Gaps And Duplication In Coverage
A second GAO report dealt with gaps and duplications in coverage as enrollees move from marketplace to Medicaid coverage or visa versa. Because incomes often fluctuate for low-income individuals and families, movement back and forth between the programs is not uncommon. The report only identified about 73, 000 individuals who had transitioned between Medicaid and a marketplace in the three states it studied (Kentucky, New York, and Washington) in 2014, but this number may increase.
As Medicaid coverage is effective as of the date that an eligibility change is reported and can be retroactive, gaps are unlikely to occur when an individual moves from marketplace coverage to Medicaid. But marketplace coverage is usually not effective until the month following application, or even the second month following application if an individual applies after mid-month, so a gap can easily occur as an individual moves from Medicaid to exchange coverage.
Duplication of coverage is if anything more likely and can occur in several situations:
- when a person moves from marketplace coverage, which ends at the end of a month, to Medicaid, which begins immediately;
- when an individual is determined eligible for Medicaid but fails to terminate subsidized marketplace coverage; and,
- when individuals enroll in marketplace plans who are already enrolled in Medicaid.

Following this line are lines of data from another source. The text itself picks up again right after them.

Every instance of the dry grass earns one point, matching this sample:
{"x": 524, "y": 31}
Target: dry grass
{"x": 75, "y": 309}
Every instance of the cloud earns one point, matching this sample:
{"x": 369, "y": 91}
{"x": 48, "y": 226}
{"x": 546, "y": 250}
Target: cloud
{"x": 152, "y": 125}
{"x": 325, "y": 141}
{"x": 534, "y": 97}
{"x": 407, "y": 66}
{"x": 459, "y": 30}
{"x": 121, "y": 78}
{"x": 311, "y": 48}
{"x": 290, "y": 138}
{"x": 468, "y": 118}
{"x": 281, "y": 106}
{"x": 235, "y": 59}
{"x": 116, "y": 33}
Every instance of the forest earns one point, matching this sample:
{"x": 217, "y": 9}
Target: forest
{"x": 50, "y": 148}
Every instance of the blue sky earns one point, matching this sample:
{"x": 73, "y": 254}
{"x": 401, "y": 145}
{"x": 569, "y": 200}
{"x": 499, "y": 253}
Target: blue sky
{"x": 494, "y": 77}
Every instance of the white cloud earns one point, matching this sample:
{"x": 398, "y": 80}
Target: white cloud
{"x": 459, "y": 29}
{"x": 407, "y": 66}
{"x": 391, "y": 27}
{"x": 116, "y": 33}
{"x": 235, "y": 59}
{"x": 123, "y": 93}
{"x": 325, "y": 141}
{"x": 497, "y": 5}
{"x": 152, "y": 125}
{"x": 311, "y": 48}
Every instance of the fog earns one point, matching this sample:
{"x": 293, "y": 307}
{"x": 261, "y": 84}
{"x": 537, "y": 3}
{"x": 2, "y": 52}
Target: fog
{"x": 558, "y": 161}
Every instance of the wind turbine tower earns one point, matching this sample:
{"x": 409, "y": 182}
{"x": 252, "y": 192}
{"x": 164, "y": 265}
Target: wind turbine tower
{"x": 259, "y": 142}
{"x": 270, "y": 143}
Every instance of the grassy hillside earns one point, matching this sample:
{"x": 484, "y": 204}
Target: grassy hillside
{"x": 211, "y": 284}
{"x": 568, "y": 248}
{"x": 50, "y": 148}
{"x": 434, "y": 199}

Although Medicaid usually does not have to pay for services if an individual is also covered by a marketplace plan, duplicate coverage raises the possibility of the federal government paying twice for the same coverage if a marketplace enrollee is enrolled in a Medicaid managed care plan to which a capitation rate is paid regardless of services provided. Duplicate coverage also may result in the enrollee having to pay back any premium tax credits received at tax filing time, as individuals are not eligible for premium tax credits if they are receiving Medicaid.
The report lays out in great detail the relationship between Medicaid and marketplace coverage and recommends that CMS should improve coordination by:
- routinely monitoring timeliness of account transfers from state Medicaid programs to CMS with an eye toward real-time transfers;
- establishing a schedule for regular checks for duplicate coverage; and,
- developing a plan for routinely monitoring the effectiveness of procedures to prevent and detect duplicate coverage and take further steps as appropriate.
CMS concurred the recommendations and in fact has begun checking for duplicate coverage as of August 2015.
Another GAO report addresses needed efforts to ensure that states are correctly assigning Medicaid applicants to appropriate eligibility categories and that federal expenditures are appropriately matched to these categories, given the different levels of federal match that apply to different Medicaid categories. This report is beyond the scope of this blog.